How to do dynamic programming

The key for dp is to find the variables to represent the states and deduce the transition function. (aka find state -> find relation -> find constraints)

Take Best Time to Buy and Sell Stock with Cooldown as an example:

Find state

The natural states for this problem is the 3 possible transactions : buy, sell, rest.

Because the transaction sequences can end with any of these three states.
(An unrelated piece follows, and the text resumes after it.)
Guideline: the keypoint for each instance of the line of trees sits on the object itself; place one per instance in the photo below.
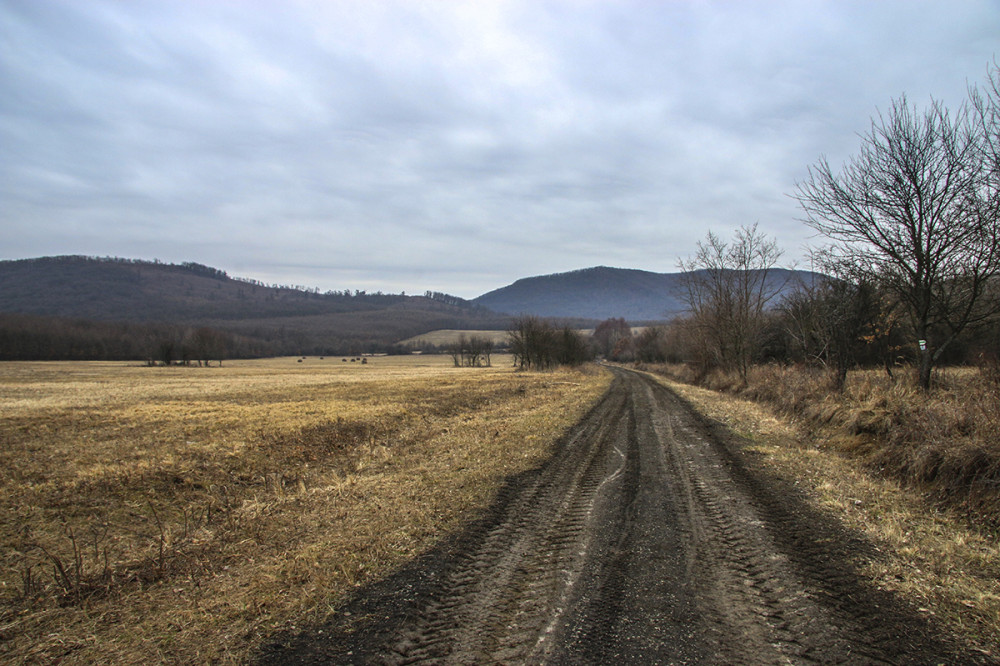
(34, 337)
(473, 351)
(916, 213)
For each of them we make an array, buy[n], sell[n] and rest[n]., which represents the maxProfit for any sequence end with buy/sell/rest.

Find relation

Then we want to deduce the transition functions for buy sell and rest. By definition we have:

  • buy[i] = max(rest[i-1]-price, buy[i-1])
  • sell[i] = max(buy[i-1]+price, sell[i-1])
  • rest[i] = max(sell[i-1], buy[i-1], rest[i-1])
    Where price is the price of day i. All of these are very straightforward. They simply represents :
  • We have to rest before we buy and
  • we have to buy before we sell

Find constraints

One tricky point is how do you make sure you sell before you buy, since from the equations it seems that [buy, rest, buy] is entirely possible.
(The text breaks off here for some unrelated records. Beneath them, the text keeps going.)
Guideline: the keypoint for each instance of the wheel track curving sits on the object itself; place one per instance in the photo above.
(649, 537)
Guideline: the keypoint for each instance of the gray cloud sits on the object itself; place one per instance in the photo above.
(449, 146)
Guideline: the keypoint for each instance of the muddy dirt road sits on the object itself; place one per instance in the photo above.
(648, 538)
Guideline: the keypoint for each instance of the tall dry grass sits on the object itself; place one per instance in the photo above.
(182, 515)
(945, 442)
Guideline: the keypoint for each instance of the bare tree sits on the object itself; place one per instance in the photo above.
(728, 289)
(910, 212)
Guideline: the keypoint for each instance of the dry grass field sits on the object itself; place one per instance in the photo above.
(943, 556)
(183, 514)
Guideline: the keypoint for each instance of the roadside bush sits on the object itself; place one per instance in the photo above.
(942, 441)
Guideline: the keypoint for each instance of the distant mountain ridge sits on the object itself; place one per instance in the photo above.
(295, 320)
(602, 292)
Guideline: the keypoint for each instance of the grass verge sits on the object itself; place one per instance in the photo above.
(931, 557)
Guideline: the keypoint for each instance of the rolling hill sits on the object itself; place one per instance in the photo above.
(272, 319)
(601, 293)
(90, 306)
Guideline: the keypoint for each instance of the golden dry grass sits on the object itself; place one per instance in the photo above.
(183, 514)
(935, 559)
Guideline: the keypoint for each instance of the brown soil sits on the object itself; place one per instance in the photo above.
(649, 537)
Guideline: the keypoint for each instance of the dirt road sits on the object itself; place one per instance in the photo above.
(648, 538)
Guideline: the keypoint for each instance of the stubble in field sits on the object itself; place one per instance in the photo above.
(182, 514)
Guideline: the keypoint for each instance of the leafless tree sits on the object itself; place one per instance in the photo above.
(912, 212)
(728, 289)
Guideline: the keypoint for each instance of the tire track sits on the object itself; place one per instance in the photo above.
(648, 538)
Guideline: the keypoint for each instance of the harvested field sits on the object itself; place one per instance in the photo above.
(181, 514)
Well, the answer lies within the fact that buy[i] <= rest[i] which means rest[i] = max(sell[i-1], rest[i-1]). That made sure [buy, rest, buy] is never occurred.

A further observation is that and rest[i] <= sell[i] is also true therefore

  • rest[i] = sell[i-1]
    Substitute this in to buy[i] we now have 2 functions instead of 3:

  • buy[i] = max(sell[i-2]-price, buy[i-1])

  • sell[i] = max(buy[i-1]+price, sell[i-1])

This is better than 3, but, we can do even better

Since states of day i relies only on i-1 and i-2 we can reduce the O(n) space to O(1). And here we are at our final solution:


public int maxProfit(int[] prices) {
int sell = 0, prev_sell = 0, buy = Integer.MIN_VALUE, prev_buy;
for (int price : prices) {
prev_buy = buy;
buy = Math.max(prev_sell - price, prev_buy);
prev_sell = sell;
sell = Math.max(prev_buy + price, prev_sell);
return sell;